Drug-induced photosensitivity can cause severe problems; therefore, diagnosis and management are important. Certain drugs that cause phototoxicity can also cause photocarcinogenesis ; this is best illustrated with the use of psoralens to cause phototoxicity as part of psoralen-ultraviolet A photochemotherapy (PUVA), but may be an issue with some other drug groups. It has recently become clear that increased risk of both melanoma and nonmelanoma skin cancers is an important issue with the photosensitizing antifungal voriconazole. Vemurafenib, an inhibitor of mutated BRAF , shows promise as a treatment for metastatic malignant melanoma but is also associated with drug-induced phototoxicity and a greatly increased risk of squamous cell carcinoma of the skin. It is plausible that the increased worldwide incidence of various skin cancers may be partly from the increased use of certain phototoxic drugs.
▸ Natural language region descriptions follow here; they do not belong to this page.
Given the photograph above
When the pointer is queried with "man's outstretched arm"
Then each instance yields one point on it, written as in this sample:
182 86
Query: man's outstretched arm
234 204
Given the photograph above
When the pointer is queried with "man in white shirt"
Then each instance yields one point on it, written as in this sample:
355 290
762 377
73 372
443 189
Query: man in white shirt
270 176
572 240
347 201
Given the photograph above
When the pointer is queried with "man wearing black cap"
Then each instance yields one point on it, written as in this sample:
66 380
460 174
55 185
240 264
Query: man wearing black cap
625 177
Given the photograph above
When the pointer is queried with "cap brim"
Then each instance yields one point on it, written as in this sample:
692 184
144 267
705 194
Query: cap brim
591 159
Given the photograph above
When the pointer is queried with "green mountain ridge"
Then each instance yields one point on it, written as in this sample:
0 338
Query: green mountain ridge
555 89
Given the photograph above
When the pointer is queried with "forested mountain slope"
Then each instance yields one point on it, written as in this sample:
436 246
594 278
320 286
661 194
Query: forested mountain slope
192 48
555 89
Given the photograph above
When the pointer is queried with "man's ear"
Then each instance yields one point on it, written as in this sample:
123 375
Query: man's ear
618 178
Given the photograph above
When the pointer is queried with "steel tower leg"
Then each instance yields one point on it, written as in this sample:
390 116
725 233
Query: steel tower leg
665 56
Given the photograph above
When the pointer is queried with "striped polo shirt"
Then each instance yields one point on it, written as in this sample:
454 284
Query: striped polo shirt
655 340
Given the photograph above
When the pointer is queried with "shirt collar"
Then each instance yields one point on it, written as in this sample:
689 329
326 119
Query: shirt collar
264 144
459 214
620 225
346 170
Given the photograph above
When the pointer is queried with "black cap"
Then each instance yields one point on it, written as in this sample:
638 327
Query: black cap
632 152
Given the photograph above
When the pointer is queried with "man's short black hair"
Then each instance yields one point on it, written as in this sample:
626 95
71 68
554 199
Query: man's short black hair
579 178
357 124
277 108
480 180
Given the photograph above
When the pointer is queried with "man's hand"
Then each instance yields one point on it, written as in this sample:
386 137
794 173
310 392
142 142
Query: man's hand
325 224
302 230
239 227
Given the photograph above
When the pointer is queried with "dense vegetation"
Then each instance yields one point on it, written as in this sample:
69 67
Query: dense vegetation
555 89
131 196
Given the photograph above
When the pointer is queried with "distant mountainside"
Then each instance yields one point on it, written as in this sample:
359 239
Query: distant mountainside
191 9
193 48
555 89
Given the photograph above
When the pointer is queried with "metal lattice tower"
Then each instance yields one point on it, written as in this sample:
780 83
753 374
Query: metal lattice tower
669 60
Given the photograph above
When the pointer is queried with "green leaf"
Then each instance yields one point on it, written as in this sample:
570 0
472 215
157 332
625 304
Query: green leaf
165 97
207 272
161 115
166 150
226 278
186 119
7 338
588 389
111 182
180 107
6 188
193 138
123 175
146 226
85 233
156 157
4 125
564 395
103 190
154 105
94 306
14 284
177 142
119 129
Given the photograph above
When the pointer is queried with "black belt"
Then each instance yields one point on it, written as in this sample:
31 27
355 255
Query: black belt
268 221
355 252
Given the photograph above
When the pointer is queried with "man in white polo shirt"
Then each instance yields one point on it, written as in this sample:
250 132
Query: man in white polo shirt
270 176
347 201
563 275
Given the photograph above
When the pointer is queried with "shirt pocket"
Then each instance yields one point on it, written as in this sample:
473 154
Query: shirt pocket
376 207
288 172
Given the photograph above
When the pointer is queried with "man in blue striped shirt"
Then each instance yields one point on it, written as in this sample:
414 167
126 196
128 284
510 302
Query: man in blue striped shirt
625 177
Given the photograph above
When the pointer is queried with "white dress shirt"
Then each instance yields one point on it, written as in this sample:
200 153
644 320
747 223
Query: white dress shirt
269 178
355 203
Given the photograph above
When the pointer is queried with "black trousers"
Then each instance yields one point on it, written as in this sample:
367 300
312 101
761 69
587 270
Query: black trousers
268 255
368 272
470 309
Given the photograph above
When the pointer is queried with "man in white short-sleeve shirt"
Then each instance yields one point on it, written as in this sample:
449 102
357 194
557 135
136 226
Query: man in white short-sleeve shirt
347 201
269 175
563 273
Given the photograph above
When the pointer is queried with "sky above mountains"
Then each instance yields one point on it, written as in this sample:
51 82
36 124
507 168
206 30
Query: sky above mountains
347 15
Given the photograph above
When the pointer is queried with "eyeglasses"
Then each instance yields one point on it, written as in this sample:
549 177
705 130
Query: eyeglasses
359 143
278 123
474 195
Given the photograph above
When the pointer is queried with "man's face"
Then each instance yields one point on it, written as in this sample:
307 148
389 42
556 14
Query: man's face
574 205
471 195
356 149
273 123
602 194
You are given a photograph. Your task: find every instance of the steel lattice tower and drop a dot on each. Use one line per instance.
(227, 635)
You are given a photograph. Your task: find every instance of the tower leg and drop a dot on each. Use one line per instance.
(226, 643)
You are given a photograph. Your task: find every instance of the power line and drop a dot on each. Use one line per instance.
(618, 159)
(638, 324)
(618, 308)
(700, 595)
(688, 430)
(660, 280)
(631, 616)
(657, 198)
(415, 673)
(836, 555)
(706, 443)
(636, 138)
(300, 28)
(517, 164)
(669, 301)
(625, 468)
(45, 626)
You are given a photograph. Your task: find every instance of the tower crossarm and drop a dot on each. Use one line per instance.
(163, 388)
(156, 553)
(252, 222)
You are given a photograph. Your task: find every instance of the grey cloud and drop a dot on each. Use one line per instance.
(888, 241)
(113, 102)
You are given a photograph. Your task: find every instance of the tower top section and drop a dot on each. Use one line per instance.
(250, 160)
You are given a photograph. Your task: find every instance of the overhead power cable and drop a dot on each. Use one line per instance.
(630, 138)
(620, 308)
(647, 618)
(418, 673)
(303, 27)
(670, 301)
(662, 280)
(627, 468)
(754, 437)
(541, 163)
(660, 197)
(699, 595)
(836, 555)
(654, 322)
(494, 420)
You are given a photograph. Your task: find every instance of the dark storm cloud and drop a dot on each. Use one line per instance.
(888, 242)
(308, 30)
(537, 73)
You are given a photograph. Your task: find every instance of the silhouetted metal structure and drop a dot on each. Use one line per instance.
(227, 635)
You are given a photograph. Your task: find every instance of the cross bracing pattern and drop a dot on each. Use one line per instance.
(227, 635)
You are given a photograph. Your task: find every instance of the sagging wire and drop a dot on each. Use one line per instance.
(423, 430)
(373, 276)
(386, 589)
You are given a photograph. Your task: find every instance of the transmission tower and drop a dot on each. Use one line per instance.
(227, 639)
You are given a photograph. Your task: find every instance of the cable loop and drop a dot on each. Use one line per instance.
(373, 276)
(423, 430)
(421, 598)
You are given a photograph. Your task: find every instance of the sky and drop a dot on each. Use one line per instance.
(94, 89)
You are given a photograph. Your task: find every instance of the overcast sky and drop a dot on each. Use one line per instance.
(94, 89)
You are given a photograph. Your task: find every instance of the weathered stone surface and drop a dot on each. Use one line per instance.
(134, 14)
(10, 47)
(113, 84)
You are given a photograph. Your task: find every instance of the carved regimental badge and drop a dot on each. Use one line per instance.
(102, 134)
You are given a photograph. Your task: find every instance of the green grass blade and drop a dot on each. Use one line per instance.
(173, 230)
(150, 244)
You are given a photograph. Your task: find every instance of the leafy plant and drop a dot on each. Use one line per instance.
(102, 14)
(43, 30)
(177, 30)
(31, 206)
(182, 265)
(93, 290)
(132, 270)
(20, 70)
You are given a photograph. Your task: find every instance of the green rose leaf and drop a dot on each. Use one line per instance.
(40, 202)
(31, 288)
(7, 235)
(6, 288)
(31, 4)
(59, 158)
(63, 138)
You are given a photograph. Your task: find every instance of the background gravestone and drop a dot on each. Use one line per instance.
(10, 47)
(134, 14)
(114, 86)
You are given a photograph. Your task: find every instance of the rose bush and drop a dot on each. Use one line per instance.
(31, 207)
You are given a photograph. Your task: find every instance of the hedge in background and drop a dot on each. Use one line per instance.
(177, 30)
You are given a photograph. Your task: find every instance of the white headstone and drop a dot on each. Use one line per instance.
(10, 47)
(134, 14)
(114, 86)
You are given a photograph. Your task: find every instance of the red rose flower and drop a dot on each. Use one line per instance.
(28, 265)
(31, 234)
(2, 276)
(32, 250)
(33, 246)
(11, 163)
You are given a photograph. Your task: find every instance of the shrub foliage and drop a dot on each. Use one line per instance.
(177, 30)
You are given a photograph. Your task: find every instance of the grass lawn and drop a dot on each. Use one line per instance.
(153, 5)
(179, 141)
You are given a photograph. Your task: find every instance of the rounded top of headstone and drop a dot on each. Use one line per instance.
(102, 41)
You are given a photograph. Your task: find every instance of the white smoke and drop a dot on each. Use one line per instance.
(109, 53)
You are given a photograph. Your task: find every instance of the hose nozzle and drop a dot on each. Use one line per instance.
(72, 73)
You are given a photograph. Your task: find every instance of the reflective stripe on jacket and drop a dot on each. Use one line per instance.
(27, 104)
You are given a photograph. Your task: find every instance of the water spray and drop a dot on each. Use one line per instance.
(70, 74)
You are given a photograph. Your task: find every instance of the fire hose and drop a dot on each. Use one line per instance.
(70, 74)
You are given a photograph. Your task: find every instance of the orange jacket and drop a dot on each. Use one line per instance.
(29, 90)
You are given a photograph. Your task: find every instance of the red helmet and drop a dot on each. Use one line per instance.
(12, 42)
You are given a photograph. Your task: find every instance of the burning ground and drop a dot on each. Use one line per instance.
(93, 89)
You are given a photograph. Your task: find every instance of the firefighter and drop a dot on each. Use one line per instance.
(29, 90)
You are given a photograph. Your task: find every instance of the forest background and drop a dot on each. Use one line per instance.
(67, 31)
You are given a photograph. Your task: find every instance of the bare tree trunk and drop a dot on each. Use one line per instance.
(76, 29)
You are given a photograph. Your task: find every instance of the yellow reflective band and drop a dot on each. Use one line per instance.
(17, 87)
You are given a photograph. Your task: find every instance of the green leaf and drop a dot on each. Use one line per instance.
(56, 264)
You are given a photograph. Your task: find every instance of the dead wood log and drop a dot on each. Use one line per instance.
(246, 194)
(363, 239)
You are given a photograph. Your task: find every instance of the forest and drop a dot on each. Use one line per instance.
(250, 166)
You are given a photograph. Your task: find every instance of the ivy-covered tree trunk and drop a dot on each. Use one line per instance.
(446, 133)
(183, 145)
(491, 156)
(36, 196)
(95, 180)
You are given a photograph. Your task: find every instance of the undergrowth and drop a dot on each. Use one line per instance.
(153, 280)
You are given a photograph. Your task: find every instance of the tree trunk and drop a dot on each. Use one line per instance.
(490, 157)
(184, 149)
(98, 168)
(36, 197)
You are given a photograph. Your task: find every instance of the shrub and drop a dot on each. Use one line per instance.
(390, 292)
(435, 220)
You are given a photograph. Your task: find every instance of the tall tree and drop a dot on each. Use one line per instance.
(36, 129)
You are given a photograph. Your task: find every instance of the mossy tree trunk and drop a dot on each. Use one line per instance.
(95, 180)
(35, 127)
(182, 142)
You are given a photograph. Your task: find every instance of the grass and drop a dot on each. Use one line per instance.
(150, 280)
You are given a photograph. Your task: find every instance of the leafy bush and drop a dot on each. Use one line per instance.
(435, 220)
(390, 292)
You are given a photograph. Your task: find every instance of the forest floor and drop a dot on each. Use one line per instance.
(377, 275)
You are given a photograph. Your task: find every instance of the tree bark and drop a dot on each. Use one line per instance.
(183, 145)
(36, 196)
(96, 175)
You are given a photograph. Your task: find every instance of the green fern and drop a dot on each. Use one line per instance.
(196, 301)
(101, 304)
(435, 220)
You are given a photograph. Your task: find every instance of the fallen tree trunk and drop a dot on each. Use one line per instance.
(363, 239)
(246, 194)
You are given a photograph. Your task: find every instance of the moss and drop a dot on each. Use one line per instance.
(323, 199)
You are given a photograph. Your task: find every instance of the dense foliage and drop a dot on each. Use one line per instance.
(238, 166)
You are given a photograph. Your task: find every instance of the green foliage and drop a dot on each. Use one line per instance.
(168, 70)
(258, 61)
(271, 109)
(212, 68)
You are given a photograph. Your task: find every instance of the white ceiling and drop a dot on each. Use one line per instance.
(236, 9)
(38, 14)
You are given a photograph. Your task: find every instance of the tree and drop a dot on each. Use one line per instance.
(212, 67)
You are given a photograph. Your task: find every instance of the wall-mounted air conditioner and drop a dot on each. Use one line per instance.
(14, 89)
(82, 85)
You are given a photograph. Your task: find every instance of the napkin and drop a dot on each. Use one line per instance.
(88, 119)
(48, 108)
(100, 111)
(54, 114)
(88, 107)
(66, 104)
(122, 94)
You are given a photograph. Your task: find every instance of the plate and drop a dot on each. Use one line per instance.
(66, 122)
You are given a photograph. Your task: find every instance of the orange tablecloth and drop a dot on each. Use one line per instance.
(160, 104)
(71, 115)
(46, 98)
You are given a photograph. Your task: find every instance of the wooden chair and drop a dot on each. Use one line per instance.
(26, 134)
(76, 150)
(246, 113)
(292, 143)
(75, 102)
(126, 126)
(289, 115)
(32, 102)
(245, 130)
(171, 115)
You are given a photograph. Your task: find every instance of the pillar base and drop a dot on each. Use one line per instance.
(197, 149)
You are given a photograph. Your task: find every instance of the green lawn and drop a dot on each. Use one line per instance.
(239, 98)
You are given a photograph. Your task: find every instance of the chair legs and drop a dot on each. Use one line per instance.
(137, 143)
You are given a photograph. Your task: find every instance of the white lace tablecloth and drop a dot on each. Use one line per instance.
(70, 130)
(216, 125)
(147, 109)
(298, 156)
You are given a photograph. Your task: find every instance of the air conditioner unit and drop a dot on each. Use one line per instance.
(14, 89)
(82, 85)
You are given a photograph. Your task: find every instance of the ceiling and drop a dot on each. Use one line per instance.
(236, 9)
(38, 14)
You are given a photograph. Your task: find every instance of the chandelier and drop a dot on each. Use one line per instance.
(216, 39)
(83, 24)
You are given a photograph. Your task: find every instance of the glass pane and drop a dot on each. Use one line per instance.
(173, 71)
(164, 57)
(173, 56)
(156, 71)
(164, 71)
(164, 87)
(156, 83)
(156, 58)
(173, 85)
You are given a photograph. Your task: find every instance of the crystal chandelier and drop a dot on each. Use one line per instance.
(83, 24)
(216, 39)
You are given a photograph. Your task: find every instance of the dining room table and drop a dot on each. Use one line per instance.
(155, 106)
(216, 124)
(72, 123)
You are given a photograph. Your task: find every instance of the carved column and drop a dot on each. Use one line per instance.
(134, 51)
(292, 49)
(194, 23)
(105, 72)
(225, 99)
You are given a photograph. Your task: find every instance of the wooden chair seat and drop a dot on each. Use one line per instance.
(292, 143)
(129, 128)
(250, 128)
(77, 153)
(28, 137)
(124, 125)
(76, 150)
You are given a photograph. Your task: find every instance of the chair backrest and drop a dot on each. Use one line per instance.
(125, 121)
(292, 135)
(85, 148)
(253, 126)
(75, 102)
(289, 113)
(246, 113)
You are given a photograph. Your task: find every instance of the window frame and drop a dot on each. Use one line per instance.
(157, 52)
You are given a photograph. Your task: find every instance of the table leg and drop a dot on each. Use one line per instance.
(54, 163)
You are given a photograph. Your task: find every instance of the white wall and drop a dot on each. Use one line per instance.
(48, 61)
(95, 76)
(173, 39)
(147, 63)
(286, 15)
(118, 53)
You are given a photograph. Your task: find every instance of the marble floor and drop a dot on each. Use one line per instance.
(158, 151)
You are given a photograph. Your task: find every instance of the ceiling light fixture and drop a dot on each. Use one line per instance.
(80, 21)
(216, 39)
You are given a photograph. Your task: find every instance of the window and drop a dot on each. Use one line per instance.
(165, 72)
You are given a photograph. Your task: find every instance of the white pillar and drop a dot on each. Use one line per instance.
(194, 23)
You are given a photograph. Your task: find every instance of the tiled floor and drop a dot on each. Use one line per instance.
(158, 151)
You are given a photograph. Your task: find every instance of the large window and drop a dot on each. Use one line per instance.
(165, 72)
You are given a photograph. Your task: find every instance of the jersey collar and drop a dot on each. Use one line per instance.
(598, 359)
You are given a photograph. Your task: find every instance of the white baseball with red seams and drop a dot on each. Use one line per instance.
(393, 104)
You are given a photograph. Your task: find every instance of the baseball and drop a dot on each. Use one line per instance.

Phototoxicity will theoretically occur in any individual with exposure to enough phototoxin and appropriate irradiation, although idiosyncratic factors likely render some subjects more or less susceptible. Some drugs, such as psoralens and most fluoroquinolone antibiotics, can be expected to cause phototoxicity in anyone given a sufficiently high dose. However, the phototoxin is not always the parent drug: it may be a metabolite. It is likely that at least part of the reason why systemic drug phototoxicity can seem idiosyncratic, with only some individuals affected even if very high doses are administered, is because of individual differences in drug bioavailability and metabolism. Even with drugs such as ciprofloxacin, which frequently cause phototoxicity, marked variation is seen between individuals in the degree of photosensitivity produced by a given dose of drug ( Fig. 1 ). Different patterns of phototoxic reactions occur in the skin, including an almost immediate prickling/burning sensation, urticaria, sunburn-like reactions, and skin fragility states ( Table 1 ).
Skin Reactions | Photosensitizers |
---|---|
Prickling or burning during exposure; sometimes, but not always evident, immediate erythema; edema or urticaria with higher doses; sometimes delayed erythema or hyperpigmentation | Photofrin; amiodarone; chlorpromazine |
Sunburn-type reactions | Fluoroquinolones; chlorpromazine; amiodarone; thiazide diuretics; quinine; demeclocycline; doxycycline; voriconazole |
Dermatitis response | Thiazide diuretics |
Late onset erythema; blisters with higher doses; hyperpigmentation | Psoralens |
Increased skin fragility and blistering (pseudoporphyria) | Naproxen; nalidixic acid; demeclocycline; amiodarone; fluoroquinolone antibiotics; voriconazole |
Telangiectasia on photoexposed site | Calcium channel antagonists |
Photoallergy is usually associated with exposure to topical agents, such as ultraviolet filters and topical nonsteroidal anti-inflammatory drugs. In some parts of the world, certain antiseptics may still be relevant.
Epidemiology
Although reported as the third most common cutaneous drug reaction in a recent Tunisian series, drug-induced photosensitivity is frequently underdiagnosed. In tertiary referral populations seen at photodermatology centers, between 2% and 15% of patients were affected, and 4% of those seen in the Dundee Photobiology Unit. Drug-induced phototoxicity is especially common in some populations, such as people with cystic fibrosis taking ciprofloxacin. However, most who develop sunburn-like phototoxicity during a course of antibiotic therapy are likely to simply stop the drug and not seek a formal diagnosis. The prevalence of different types of drug photosensitivity will vary geographically, not only because of differing patterns of exposure to causative drugs and patterns of ultraviolet and visible light exposure, but also because of variations in an individual’s endogenous photoprotection and differences in drug metabolism between populations.